There’s no secret that Kong: Skull Island had nothing in common with the three previous versions (1933, 1976, 2005) but the ape’s name and the location’s name. Everything else is completely different and somewhat fresh to us, probably not so much to Japanese audience, as they made multiple films with Kong either as a protagonist or as an antagonist. Anyways, it’s a completely new take on one of the historical and beloved Hollywood’s characters.
This time, the story doesn’t revolve around getting something unique and never before seen for the sake of entertainment, rather scientific reasons by getting to know whether or not monsters exist.
The movie takes place in the ’70s, right after the Vietnam war was ‘abandoned’. A government funded expedition requested and conducted by Monarch takes a bunch of soldiers, scientists and other personalities on Skull Island, which was found thanks to satellites. Of course, things don’t go as smooth as it was planned.
To me, Kong: Skull Island is the best blockbuster of the year so far, and probably one of the best ever made.
This film is a blockbuster because is fast paced, action packed, maybe too simply but still carefully written providing a very enjoyable experience for the audience, which is exactly what we asked.
Yet, this flick offers a look at the great eyes of director Jordan Vogt-Roberts and cinematographer Larry Fong, who seems to reach higher heights away from Zack Snyder.
The movie’s look in fact is awesomely artistic compared to the genre standard. Every frame literally tells a story and gives life to all characters, otherwise not enough detailed. The color palette choice is also precise and distributes the right emotions to us spectators. The director has the very significant feeling to know when to run and when to temporize, knowing when to have the character’s emotion evolve the story. Vogt-Roberts is aware to have a top notch cast of both very established actor and young yet promising talent, so he gives them the chance to showcase a little but enough to highlight themselves. Also the opening, while being very standard for this kind of movies, offered an interesting starting point, as well as the opening credits.

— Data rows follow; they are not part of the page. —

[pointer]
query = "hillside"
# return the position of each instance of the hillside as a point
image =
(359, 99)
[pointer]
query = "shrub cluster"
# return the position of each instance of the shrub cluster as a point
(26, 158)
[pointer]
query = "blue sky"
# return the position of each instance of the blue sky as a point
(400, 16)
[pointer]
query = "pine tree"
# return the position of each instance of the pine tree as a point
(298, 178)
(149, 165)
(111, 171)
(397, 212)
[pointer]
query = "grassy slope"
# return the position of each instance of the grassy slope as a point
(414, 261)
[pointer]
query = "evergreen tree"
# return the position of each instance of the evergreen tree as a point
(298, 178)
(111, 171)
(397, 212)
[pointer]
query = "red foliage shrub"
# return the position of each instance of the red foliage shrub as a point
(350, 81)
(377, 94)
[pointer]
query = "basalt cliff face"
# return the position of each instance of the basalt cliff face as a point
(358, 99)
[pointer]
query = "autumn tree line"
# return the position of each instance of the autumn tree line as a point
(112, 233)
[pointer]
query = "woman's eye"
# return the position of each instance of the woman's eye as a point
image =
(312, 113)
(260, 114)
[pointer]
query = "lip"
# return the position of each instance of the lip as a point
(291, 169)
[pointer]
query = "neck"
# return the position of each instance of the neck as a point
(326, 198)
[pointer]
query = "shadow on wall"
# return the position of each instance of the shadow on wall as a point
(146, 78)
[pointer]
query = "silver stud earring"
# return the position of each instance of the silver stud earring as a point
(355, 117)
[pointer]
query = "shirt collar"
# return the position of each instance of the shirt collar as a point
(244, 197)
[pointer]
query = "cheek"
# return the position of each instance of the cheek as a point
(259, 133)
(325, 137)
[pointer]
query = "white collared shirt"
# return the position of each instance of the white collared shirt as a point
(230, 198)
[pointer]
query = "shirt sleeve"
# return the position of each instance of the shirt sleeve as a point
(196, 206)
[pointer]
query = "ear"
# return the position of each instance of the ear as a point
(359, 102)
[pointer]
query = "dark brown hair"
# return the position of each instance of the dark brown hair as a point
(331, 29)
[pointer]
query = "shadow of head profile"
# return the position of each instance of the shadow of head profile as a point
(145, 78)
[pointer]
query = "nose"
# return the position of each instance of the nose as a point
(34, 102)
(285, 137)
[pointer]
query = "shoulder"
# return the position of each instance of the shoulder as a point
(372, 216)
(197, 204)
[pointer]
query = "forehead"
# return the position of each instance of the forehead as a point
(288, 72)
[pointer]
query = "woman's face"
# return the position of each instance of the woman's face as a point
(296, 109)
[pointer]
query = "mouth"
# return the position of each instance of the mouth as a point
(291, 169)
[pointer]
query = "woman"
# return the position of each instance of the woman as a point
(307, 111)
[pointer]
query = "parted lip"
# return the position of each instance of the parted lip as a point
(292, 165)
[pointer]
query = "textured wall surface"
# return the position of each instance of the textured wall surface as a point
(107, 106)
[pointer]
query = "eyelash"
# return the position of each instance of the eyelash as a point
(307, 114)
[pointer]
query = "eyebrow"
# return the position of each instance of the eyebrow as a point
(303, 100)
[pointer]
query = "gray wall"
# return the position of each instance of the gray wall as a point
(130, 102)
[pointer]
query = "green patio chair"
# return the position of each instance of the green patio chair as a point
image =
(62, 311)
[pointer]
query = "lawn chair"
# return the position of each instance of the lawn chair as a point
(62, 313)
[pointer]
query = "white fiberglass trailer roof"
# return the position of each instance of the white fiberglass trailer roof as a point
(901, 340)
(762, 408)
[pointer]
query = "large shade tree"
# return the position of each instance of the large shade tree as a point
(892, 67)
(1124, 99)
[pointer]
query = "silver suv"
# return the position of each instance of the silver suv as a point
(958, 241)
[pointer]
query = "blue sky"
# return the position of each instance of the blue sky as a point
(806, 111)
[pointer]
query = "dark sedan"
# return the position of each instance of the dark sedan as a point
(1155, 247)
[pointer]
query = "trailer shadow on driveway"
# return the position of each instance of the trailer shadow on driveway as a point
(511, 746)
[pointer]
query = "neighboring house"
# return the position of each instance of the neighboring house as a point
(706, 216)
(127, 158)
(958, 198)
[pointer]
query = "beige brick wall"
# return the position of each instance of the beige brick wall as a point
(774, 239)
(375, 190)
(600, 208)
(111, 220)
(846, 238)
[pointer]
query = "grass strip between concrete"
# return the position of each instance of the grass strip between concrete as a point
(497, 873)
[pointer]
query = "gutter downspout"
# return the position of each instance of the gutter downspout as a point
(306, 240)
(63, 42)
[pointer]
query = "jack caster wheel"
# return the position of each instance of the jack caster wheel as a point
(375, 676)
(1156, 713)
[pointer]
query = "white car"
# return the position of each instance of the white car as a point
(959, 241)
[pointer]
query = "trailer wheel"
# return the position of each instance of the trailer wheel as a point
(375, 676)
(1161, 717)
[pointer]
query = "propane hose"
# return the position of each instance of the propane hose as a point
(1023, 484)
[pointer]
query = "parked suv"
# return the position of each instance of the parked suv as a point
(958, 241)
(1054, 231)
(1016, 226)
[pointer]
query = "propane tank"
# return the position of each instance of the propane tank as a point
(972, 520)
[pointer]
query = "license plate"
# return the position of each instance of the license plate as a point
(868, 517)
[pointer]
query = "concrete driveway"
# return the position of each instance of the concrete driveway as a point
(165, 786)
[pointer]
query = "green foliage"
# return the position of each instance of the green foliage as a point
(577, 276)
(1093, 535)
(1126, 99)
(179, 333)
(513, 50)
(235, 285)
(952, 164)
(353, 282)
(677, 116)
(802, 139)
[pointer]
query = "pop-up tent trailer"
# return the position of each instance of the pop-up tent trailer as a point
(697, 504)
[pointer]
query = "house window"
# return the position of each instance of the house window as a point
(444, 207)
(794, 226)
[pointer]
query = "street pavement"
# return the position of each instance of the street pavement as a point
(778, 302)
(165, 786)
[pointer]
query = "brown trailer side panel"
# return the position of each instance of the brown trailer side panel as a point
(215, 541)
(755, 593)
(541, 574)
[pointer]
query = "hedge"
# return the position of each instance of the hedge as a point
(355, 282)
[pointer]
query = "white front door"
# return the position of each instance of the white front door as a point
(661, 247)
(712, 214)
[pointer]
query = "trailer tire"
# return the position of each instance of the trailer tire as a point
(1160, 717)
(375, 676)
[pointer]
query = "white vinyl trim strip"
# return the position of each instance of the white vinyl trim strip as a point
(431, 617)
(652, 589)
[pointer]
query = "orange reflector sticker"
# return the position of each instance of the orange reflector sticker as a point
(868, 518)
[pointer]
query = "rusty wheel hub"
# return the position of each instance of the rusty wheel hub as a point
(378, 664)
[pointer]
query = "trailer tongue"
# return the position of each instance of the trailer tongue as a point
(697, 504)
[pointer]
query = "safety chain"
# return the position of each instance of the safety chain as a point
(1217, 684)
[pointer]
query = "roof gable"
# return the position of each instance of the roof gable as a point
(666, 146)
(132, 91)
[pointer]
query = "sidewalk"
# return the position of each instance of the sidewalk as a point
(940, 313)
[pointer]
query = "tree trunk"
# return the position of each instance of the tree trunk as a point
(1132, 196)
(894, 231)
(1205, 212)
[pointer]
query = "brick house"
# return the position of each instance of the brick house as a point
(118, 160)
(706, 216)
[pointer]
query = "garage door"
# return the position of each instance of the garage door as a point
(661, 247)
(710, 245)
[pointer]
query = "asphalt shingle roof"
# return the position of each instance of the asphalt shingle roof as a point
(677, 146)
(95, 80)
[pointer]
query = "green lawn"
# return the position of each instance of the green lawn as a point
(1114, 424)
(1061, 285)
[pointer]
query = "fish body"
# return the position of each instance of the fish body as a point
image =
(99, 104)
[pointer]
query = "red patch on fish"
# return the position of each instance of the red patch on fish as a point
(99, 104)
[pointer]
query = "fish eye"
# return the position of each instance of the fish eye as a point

The whole time we have the feeling that of a thoughtfully crafted production, where the filmmakers ideas were heard and not forcefully stopped. Maybe is Legendary what’s missing from the DCEU?
Anyways, the flora and fauna of the island is clearly aimed to give a credible enough connection within the MonsterVerse, and it’s not as prehistoric as the Peter Jackson’s movie, but more aimed to the sci-fi/fantasy (probably one of the only times where both terms fit) we saw in 2014’s Godzilla.
The only thing that is a minus in this movie are the characters. The script in fact doesn’t focus on one, and we can’t really find a protagonist. The star studded actors give a good performance anyways (thanks to the eye and philosophy of the director like I said before), but it’s undeniable there’s something missing. Yet, it all highlights Kong, played in motion capture by Toby Kebbel (here in a double role) and his majesty, so what the hell?
As I already said, in terms of continuity is the same universe of Gareth Edward’s Godzilla, a movie which was criticized to be too slow pace wise and confused script-wise, as we ended up not caring about the story of our main characters at all (beyond having Bryan Cranston die almost immediately).
I personally think Kong: Skull Island should be the reference for all the future movies in this franchise, as they could become a very valid alternative to what is as of now a Disney monopoly.